# The woman who was "it" for you growing up!



## Flatband (Dec 18, 2009)

Well, I thought Raquel Welch in "One Million Years BC" ( wearing the animal skin-above







) was just about the hottest thing that ever walked. She had it all working for her. She would probably be mine. (Watch, tomorrow I'll see some Goddess strolling down the street and change my mind!) HEY, I'm entitled!







Flatband


----------



## NightKnight (Dec 16, 2009)

Hehe. I thought Kathy Ireland was HOTTTTT when I was a teenager. Rather liked Tiffany Amber Thissen too.


----------



## Hrawk (Oct 25, 2010)

Being the decadent hedonist that I am, I kinda had a thing for Shannen Doherty, but only when she kept her mouth closed and I couldn't see those teeth


----------



## Dayhiker (Mar 13, 2010)

Sophia Loren, I dreamed a thousand dreams.


----------



## Flatband (Dec 18, 2009)

OH DEAR GOD, How could I forget Sophia!-Sorry Bill.
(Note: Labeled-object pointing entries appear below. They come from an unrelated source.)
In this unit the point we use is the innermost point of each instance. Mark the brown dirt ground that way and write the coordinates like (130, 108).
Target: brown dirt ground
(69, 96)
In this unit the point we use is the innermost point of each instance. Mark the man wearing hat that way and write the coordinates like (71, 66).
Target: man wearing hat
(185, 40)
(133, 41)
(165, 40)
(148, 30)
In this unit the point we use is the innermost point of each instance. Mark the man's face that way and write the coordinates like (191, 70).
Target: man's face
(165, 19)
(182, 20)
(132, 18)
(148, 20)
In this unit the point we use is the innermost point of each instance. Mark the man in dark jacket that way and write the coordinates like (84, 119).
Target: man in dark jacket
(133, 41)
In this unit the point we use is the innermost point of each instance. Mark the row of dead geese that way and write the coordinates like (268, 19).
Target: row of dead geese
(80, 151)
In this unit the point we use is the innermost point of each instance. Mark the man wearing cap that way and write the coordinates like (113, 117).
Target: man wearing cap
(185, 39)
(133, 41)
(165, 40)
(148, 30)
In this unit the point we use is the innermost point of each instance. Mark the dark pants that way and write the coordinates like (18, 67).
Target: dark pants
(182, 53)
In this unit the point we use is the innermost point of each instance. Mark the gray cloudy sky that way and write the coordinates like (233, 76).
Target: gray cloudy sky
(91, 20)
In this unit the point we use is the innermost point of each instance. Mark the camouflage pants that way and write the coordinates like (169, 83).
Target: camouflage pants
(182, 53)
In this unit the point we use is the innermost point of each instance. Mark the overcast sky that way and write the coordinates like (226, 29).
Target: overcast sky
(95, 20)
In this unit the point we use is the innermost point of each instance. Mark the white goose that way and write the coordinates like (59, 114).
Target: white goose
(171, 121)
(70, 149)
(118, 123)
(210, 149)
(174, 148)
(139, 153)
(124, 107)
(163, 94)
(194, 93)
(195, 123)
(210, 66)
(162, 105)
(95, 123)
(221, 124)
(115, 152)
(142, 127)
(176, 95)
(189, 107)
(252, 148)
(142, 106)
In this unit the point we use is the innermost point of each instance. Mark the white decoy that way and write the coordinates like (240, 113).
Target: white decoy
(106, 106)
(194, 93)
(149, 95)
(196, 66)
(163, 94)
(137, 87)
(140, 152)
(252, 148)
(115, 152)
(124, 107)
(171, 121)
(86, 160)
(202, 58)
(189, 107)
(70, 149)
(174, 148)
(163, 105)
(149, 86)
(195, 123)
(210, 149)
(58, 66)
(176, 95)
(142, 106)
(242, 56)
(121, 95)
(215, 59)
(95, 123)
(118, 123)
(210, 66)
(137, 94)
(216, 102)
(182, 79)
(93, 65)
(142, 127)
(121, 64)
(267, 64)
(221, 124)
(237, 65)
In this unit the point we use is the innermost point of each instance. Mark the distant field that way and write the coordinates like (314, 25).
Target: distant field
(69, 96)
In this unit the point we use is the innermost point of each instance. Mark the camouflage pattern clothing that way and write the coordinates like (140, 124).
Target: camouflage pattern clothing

Another Goddess! Flatband


----------



## M.J (Nov 1, 2010)

"Pretty Woman" era Julia Roberts:








My wife says I have a thing for chicks with big mouths as I'm also partial to Hillary Swank and Amanda Peet


----------



## M.J (Nov 1, 2010)

Did I mention I'm significantly younger than you guys


----------



## smitty (Dec 17, 2009)

My first real girl friend when I was 15 and 16 was Herlinda Pena and she was "IT" then and I still think she is "ALL THAT" and more. She is married to a great guy and I even got to talk to her on the phone a few months ago. Sorry, no picture because I don't want you guys slobbering all over her.


----------



## Flatband (Dec 18, 2009)

****, Smitty that must hurt! BTW,great hearing from you Bud! Flatband


----------



## jskeen (Feb 7, 2011)

The one that had it all for me way back then had to be Stevie. I don't know which was stronger, the voice or the body. I think it was the whole package. Goddess on earth looks and that heartbreaking voice singing about how she needed somebody to take care of her. I'm not sure I would have made it through puberty without her.


----------



## Flatband (Dec 18, 2009)

Major league vocals Skeen! Wonderful lady and boy could she ROCK!!!!Flatband


----------



## wombat (Jun 10, 2011)

I can't believe no one has posted Farrah yet!!!


----------



## Flatband (Dec 18, 2009)

AHHHHH! The 80's Pinup Queen!


----------